BMC snaps up Marimba

The $239 million deal follows the acquisition of Marimba's two main rivals by Symantec and Hewlett-Packard.

Martin LaMonica Former Staff writer, CNET News
Martin LaMonica is a senior writer covering green tech and cutting-edge technologies. He joined CNET in 2002 to cover enterprise IT and Web development and was previously executive editor of IT publication InfoWorld.
Martin LaMonica
2 min read
BMC Software plans to spend $239 million to acquire Marimba, continuing a consolidation trend in the management software arena.

BMC said Thursday that once the cash transaction is complete, the company will incorporate Marimba's configuration management software into its Remedy line of customer support and network management software. Taking into account Marimba's cash balance, the net purchase price will be $187 million. The company expects to complete the purchase in the second quarter.

Also Thursday, BMC announced its financial results for its fiscal fourth quarter, which ended March 31. The company said its revenue climbed 5 percent to $400 million, compared with the same period a year ago. Its net earnings on a GAAP basis were $36.9 million, or 16 cents per share, compared with $20.6 million in the same period last year.

Excluding special items, the company's earnings were $40.8 million, or 18 cents per diluted common share. On this basis, the company missed its own guidance range of 21 cents to 25 cents per share. An analysts' consensus figure was not immediately available from First Call.

BMC makes administration software for running company networks. In 2002, it acquired software company Remedy from Peregrine Systems.

The company intends to fill out the Remedy product line with Marimba's tools for automatically sending out software updates, the company said.

Paul Crisci, managing director of Broadview International, a division of Jeffries and Co., advised Marimba on the deal. Crispi said that once Marimba's two main rivals--On Technology and Novadigm--were acquired by Symantec and Hewlett-Packard, respectively, it made sense for Marimba to look for a larger company to buy it.

"Suddenly having Symantec and HP competing against you, the odds are stacked against you," Crisci said. "The larger players are consolidating this entire market segment. This particular functionality (that Marimba provides) is very critical."

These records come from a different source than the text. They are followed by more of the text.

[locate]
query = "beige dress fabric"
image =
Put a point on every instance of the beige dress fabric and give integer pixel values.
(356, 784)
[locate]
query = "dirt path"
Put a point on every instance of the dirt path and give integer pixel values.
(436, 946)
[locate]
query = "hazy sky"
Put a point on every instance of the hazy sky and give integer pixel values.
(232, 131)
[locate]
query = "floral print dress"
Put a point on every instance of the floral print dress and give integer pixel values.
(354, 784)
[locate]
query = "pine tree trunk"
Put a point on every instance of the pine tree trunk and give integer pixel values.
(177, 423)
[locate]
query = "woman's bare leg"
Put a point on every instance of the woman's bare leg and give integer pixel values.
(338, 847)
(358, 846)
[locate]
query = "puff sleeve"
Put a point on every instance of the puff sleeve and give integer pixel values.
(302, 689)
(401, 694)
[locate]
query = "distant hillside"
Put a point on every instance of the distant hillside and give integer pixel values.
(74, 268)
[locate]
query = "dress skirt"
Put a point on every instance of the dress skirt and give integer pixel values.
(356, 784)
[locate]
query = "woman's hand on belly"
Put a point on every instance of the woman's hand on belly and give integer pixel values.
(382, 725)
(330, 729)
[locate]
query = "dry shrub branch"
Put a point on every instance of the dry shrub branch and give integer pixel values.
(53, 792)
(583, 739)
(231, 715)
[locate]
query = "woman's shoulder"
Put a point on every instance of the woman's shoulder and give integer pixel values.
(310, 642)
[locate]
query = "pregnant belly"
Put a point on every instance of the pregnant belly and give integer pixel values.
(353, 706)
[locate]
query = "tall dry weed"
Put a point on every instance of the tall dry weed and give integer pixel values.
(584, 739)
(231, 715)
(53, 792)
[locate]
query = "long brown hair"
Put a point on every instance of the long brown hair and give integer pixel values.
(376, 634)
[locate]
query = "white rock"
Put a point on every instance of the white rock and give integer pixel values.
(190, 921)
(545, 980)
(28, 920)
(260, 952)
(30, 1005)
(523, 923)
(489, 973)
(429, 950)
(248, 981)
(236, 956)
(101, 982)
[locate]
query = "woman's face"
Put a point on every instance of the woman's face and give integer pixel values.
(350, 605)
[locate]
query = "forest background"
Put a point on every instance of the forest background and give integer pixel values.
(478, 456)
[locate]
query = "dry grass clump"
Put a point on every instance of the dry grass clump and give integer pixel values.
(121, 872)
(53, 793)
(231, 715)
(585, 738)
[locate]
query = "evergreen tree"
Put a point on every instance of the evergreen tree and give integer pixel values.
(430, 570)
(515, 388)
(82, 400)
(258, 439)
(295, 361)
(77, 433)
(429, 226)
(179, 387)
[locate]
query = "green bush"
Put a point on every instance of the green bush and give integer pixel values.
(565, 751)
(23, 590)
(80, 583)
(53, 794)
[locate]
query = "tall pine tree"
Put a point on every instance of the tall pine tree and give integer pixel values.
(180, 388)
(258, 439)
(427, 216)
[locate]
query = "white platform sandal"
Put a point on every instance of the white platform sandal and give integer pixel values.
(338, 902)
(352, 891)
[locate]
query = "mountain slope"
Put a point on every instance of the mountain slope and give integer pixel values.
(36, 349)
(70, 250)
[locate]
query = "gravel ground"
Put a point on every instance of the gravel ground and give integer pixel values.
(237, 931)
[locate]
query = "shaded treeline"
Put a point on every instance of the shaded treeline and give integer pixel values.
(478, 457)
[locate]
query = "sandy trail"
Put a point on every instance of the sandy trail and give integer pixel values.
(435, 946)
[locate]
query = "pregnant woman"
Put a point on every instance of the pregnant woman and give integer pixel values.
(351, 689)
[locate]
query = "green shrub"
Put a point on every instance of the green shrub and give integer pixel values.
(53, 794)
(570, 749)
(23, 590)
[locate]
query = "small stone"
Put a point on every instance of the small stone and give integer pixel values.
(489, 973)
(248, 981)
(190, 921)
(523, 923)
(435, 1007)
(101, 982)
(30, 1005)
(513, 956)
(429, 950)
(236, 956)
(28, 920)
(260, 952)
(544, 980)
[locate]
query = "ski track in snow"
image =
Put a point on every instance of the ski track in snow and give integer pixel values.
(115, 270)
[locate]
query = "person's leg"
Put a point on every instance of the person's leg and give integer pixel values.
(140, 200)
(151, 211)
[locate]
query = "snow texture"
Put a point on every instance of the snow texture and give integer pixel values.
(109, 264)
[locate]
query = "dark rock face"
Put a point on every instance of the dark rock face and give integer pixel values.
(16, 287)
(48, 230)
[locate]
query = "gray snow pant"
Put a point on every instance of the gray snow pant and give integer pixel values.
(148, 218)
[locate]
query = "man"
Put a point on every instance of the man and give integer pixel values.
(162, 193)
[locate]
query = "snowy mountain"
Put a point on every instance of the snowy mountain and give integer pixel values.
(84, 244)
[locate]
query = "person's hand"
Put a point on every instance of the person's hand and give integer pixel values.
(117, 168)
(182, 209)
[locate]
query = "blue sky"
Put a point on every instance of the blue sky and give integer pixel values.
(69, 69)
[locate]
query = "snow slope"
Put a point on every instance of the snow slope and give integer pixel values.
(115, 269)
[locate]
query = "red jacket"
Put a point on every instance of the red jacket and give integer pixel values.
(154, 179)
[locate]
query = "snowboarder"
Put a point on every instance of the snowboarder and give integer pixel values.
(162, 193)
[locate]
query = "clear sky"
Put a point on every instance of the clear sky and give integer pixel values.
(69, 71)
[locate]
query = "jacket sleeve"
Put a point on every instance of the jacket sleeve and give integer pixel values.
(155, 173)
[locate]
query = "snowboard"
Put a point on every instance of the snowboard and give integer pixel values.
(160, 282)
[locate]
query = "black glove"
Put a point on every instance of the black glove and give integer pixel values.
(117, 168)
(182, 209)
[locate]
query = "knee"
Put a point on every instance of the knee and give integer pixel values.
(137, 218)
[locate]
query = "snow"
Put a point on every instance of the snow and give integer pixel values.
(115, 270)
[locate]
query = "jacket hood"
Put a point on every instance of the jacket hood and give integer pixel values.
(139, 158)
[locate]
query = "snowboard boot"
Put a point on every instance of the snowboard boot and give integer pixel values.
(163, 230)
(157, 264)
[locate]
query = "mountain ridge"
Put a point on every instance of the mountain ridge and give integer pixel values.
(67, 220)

Marimba was launched in 1996 and was closely associated with much-hyped "push technology" for sending content and data out to desktop computers. The Mountain View, Calif.-based company, founded by former Sun Microsystems executive Kim Polese, sells software for automatically sending software patches and updates to computers over corporate networks and mobile devices.

Polese left the chief executive position in 2000 and stepped down as chairman of the company's board in November.

The BMC acquisition follows a number of other purchases in the systems management area during the past year. IBM purchased Candle last month to fill out its management software line, and Hewlett-Packard has acquired a number of smaller management companies.

Marimba on Thursday said that its revenue for the first quarter this year slipped to $8.3 million, down from $10.1 million during the same period last year. The net loss for the first quarter was $1.2 million.